Befangenheit

Können Prüfungen durch den Landesrechnungshof, bezogen auf bestimmte Senatsmitglieder, von betroffenen Mitarbeiterinnen und Mitarbeitern der Landesverwaltung auch unterhalb des Staatssekretärranges wegen Befangenheit abgelehnt werden?

Im Rundblick Nr. 227 vom 18.12.2006 wird berichtet, dass Staatssekretär Meyerding das Mitglied des Senats des Landesrechnungshofs, Hermann Palm, zukünftig als Prüfer der Verwaltungsreform aus unterschiedlichen Gründen für befangen hält und ihn künftig als Prüfer in seinem gesamten Geschäftsbereich ablehnt. Diese Aussage ist von Staatssekretär Meyerding in der Sitzung des Ausschusses für Haushalt und Finanzen am 21.02.2007 ausdrücklich noch einmal bestätigt worden. Nach dem Landesrechnungshofgesetz hat der Rechnungshof selbst, ähnlich wie Gerichte, über Befangenheiten zu befinden, und das Feststellen von Befangenheiten liegt nicht im Ermessen von Betroffenen, seien sie auch im Rang eines Staatssekretärs. Die Mitglieder des Senats des Rechnungshofs sind von der Landesregierung erst nach Zustimmung des Landtages zu ernennen, sie besitzen die richterliche Unabhängigkeit, und ihre Aufgabe ist nach Artikel 70 der Landesverfassung die Prüfung der Wirtschaftlichkeit und Ordnungsmäßigkeit der Haushalts- und Wirtschaftsführung.

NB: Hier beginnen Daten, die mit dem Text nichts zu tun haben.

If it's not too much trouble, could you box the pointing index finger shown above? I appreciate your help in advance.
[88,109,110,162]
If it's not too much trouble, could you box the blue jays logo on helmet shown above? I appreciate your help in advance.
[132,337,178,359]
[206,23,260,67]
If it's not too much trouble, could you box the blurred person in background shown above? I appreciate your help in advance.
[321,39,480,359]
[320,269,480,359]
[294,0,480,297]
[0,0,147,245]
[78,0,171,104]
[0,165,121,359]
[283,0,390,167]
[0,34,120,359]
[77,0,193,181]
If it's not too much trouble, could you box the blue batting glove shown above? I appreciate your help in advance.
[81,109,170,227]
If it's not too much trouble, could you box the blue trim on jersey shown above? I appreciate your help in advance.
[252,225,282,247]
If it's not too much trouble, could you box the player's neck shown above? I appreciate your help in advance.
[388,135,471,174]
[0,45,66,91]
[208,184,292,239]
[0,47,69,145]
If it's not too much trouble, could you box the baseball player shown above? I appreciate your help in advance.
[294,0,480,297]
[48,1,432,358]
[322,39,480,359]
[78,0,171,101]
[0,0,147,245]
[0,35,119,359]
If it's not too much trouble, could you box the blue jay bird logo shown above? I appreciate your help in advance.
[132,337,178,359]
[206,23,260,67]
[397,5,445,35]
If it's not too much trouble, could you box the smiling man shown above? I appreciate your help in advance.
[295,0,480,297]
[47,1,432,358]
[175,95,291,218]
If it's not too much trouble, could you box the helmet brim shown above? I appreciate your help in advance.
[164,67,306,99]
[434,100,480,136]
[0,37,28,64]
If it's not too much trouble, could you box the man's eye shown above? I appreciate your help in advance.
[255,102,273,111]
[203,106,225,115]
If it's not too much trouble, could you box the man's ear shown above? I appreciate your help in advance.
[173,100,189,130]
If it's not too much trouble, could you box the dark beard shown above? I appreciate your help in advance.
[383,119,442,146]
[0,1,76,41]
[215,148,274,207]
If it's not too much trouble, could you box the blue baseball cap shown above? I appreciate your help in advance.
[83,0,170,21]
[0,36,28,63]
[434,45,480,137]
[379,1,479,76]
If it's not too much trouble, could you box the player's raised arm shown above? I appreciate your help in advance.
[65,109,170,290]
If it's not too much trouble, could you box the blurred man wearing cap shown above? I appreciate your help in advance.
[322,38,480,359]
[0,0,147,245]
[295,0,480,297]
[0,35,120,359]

Im jeweiligen Jahresbericht wird vom Landesrechnungshof immer wieder das Verwaltungshandeln aller Ebenen der Landesverwaltung kritisch unter die Lupe genommen. Es werden auch Regressforderungen gegenüber Landesbediensteten erhoben.

Allerdings sind Ablehnungen von Prüfungen wegen Befangenheit durch Senatsmitglieder für ganze Geschäftsbereiche in welcher Verwaltungsebene auch immer in der Öffentlichkeit nicht bekannt geworden. Auch scheint es gegen den ehemaligen Präsidenten des Niedersächsischen Landesrechnungshofs, Wolfgang Meyerding, solche Vorwürfe der Befangenheit in seiner Amtszeit nicht gegeben zu haben.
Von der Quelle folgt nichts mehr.